Sauce Recipes

Pesto

Pesto, Pesto!!

Our parsley and basil pot was county class this  summer.  By mid-September, however, the basil began to look sun-bleached and a little
tired: a reminder for The Little Woman to harvest it all, before the first hard freeze, and have me make a batch of pesto.

Pesto is an uncooked sauce that goes wonderfully with pasta.  Just boil up some farfalle-, fettuccine- or fusilli-shaped pasta, drain, add it to a mixing bowl filled with an ounce or so of warmed pesto, toss and
serve on heated plates as a light lunch, an appetizer or as a side with meat.  James Peterson recommends pesto as a sauce over grilled meats, fish and vegetables, as well as stirred into a soup a la minute.

Pesto is easy to make if you have a food processor and a lot of fresh
basil leaves.  Here’s how:

(See abbreviations, if needed)

1.5oz     pine nuts, roasted

2C         loose, fresh basil (about 80 leaves or 2 oz), thoroughly dried

1C         shredded Parmigiano-Reggiano

3/4C      EVOO

3-5        garlic cloves

TT         S/P

1.  Place the pine nuts into a very hot pan and stir them until they begin to brown (don’t burn ’em) remove nuts from pan to hold

2.  Place the nuts, basil, cheese, garlic and S/P in the food processor and add 2oz of EVOO

3.  Pulse to create a thick emulsion

4.  With the food processor running, drizzle in the rest of the EVOO

5.  Place the pesto in an air tight jar and hold in the fridge.  It freezes well too.

Purple Pesto

We got together with some dear old friends to enjoy a beautiful fall day over a late lunch and to admire our hosts’ patch of purple basil.  We’ve
never seen the stuff before, so of course I had to take an armload of it
home with the promise that I would return with purple pesto–possibly the
world’s first.  Pesto is an uncooked fresh-tasting sauce. According
to Herbst, it originated in Genoa.

Its classic use is with pasta, always diluted with EVOO or hot pasta water
(1:1/2 or 1).  Diluted with EVOO, it’s delicious on oven roasted veggies and potatoes–whether oven roasted or sautéed and then finished in the oven. Undiluted, a tablespoon stirred, a la minute, into minestrone or served over corn on the cob, green beans or grilled meats, works well. Go here for my pesto recipe.

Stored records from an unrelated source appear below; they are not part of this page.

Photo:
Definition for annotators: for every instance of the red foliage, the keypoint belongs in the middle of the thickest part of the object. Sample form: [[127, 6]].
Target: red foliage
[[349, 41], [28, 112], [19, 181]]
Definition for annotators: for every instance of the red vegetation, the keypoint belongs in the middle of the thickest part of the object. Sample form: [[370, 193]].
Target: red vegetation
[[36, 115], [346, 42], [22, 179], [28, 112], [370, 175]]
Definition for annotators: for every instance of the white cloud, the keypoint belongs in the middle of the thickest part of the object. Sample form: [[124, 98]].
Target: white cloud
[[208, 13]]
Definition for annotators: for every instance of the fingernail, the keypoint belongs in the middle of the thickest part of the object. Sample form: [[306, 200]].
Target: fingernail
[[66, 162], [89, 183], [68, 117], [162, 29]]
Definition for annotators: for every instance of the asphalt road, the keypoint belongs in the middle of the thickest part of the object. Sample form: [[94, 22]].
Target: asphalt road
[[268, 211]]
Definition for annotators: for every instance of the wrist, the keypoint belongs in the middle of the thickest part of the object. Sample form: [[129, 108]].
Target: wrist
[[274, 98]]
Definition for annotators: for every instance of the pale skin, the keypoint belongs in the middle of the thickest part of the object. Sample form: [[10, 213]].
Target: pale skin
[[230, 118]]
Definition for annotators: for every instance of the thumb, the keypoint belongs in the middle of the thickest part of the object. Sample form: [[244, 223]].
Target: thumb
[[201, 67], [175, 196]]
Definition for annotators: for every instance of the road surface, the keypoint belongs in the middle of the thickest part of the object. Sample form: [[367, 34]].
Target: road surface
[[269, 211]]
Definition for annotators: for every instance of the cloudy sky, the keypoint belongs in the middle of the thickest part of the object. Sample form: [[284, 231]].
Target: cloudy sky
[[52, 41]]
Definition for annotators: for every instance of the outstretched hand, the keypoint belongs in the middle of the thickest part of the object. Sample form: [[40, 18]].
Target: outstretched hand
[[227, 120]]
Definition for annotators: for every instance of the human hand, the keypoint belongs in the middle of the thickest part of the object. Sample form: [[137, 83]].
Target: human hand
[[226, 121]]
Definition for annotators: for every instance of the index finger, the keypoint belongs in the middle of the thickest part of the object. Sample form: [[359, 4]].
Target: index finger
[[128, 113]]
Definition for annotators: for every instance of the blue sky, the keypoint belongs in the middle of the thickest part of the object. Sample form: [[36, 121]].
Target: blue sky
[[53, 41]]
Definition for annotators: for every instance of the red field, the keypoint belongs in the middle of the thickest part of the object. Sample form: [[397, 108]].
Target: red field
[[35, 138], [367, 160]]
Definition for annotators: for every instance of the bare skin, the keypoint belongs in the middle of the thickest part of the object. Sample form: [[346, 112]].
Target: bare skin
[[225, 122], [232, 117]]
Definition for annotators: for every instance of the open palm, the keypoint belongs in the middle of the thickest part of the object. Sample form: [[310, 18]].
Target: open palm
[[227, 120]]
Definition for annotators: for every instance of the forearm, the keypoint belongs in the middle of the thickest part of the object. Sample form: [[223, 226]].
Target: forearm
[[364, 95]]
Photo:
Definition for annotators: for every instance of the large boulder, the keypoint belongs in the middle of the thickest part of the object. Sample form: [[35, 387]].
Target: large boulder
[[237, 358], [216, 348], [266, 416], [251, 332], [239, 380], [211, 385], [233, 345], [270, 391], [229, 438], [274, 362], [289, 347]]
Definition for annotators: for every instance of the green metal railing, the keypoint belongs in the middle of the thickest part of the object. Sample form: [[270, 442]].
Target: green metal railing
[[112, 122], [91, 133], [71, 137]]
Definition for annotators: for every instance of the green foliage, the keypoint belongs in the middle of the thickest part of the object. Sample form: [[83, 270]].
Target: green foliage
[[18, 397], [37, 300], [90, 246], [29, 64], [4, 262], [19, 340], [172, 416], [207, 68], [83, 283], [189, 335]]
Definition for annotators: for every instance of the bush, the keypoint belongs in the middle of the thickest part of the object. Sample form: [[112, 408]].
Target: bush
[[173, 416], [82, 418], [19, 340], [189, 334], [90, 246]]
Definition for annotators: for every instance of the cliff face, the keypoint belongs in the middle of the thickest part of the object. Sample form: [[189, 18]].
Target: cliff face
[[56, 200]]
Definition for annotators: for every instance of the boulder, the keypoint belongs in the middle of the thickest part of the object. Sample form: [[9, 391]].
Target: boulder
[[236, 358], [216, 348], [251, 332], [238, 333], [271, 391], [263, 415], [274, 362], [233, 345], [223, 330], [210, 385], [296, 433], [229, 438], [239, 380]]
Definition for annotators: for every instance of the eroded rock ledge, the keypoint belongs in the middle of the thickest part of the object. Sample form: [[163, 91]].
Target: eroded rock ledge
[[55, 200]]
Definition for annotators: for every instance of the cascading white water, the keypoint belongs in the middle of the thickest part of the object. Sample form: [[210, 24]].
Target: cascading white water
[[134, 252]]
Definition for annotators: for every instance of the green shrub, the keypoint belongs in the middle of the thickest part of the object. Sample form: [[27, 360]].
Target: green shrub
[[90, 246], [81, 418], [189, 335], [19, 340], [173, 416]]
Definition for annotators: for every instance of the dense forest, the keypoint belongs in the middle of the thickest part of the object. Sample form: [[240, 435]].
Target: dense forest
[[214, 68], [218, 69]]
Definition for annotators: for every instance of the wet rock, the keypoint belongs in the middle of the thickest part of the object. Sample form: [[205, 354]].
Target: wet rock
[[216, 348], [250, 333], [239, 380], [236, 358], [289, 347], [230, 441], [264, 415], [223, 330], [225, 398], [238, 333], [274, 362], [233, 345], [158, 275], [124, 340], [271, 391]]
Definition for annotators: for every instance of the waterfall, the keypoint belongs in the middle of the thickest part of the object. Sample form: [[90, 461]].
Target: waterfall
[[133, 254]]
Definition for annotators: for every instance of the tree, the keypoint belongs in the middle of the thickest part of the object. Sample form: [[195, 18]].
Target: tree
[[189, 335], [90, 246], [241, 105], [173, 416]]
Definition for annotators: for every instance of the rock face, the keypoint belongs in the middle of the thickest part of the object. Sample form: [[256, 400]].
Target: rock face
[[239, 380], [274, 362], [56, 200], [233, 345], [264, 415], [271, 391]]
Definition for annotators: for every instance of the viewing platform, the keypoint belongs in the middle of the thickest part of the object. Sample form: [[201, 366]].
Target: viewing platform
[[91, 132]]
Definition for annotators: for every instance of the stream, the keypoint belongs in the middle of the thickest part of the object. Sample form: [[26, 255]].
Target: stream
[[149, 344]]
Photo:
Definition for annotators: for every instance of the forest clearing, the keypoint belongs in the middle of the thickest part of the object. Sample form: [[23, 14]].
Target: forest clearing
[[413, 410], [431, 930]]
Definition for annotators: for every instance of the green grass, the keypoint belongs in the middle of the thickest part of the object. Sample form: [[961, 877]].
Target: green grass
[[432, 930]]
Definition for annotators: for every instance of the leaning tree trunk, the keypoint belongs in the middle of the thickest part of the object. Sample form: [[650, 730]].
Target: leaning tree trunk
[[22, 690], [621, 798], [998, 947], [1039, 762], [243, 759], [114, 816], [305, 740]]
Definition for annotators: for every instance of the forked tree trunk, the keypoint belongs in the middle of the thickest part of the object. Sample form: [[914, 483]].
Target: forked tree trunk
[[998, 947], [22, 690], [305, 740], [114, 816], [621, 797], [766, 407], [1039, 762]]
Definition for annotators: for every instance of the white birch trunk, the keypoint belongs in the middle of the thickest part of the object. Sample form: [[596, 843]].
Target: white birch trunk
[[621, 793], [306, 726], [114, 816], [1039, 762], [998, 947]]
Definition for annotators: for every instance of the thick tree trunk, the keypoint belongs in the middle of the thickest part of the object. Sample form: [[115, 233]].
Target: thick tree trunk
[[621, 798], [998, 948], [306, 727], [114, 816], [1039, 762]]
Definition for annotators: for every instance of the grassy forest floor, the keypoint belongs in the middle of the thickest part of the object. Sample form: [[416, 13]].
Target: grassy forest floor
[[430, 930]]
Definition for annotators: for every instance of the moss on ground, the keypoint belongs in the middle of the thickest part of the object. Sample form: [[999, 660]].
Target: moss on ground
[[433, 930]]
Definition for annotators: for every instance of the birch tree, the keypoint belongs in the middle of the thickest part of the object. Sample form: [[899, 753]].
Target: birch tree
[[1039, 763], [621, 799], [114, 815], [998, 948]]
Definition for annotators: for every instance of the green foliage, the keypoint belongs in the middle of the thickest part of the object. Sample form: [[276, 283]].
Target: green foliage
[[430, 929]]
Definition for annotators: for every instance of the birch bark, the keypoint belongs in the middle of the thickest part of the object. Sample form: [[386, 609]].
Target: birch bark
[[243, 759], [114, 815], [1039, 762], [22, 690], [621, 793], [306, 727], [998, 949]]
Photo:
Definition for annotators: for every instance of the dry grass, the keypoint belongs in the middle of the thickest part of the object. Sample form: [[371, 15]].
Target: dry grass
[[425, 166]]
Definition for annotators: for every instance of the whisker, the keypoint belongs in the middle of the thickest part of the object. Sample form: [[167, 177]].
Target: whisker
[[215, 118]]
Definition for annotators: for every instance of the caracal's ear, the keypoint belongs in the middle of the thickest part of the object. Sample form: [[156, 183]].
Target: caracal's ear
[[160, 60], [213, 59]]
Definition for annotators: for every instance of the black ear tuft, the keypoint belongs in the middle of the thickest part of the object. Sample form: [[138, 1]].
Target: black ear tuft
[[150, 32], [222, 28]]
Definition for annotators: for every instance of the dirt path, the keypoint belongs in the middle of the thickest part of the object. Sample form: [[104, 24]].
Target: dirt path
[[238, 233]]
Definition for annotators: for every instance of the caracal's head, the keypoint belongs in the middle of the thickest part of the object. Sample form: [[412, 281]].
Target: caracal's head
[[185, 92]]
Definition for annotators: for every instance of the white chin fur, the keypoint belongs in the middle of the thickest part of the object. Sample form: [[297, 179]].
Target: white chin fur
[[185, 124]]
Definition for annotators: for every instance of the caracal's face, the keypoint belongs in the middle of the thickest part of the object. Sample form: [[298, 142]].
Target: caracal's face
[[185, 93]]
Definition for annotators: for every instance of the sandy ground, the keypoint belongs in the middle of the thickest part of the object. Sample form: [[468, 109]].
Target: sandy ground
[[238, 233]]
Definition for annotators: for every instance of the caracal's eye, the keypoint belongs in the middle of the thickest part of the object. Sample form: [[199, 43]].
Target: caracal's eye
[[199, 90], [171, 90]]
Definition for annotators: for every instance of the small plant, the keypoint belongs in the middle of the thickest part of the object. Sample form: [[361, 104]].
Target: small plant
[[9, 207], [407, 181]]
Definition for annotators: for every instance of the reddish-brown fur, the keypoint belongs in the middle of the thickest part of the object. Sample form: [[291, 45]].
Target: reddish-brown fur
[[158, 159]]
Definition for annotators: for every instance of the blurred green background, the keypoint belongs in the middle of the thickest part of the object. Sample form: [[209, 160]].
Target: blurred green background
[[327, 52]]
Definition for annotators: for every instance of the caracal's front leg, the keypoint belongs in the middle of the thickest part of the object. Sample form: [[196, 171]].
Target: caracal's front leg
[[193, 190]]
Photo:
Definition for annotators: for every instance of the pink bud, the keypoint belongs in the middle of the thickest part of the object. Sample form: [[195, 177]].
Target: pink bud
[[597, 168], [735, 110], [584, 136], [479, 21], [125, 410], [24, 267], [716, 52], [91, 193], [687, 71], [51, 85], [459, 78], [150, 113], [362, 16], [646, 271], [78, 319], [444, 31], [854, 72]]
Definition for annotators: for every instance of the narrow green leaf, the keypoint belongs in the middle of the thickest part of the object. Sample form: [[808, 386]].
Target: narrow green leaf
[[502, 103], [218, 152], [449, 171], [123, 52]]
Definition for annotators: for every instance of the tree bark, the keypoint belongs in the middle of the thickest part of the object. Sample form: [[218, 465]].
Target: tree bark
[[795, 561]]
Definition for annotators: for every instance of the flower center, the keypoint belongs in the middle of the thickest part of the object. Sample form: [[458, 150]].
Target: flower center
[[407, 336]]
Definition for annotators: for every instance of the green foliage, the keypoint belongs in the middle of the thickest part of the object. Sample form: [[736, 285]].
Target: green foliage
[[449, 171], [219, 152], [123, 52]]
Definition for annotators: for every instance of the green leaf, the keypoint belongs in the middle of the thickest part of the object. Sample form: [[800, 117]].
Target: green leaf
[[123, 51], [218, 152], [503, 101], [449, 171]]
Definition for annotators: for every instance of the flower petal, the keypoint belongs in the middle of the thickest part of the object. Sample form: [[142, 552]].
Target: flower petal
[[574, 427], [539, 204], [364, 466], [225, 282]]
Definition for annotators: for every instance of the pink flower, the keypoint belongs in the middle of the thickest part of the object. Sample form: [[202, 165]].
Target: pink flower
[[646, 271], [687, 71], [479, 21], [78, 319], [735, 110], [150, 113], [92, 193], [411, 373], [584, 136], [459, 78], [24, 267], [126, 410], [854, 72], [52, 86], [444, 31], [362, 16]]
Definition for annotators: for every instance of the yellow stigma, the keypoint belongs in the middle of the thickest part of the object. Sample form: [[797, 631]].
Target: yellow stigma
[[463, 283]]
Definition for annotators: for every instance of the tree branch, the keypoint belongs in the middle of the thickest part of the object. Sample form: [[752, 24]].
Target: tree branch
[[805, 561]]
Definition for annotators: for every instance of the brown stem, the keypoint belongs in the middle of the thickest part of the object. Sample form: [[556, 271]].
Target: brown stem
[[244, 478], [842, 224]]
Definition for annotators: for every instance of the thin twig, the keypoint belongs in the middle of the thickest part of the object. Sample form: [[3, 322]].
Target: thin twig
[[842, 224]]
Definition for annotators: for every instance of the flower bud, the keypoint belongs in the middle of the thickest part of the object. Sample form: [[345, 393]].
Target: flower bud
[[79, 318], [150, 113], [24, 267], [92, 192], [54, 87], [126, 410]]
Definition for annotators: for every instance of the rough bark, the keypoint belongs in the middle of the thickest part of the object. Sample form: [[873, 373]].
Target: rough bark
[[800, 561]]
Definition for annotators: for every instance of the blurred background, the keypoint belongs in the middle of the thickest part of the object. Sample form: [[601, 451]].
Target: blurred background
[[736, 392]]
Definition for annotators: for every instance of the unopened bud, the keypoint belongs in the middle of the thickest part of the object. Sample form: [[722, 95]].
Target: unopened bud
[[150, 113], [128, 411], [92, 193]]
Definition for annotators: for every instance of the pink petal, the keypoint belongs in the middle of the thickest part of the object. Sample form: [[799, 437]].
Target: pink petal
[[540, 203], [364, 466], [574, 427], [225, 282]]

Our garden basil is gone with the first hard freeze, so it is an autumn ritual to harvest it and make pesto, which I did last week.  I did it again with this purple basil, only to discover that we did not have enough Parmigiano-Reggiano to make a double batch.  “Why not shred two cups of the Pleasant Ridge Reserve Cheese and make it with that,” the Little Woman suggested.  Sure enough, that cheese, described below, was equal to the essential task of imparting strong cheese notes to balance off the basil and garlic.  Note the difference in color between the green leaf basil and the purple leaf variant.  Neato!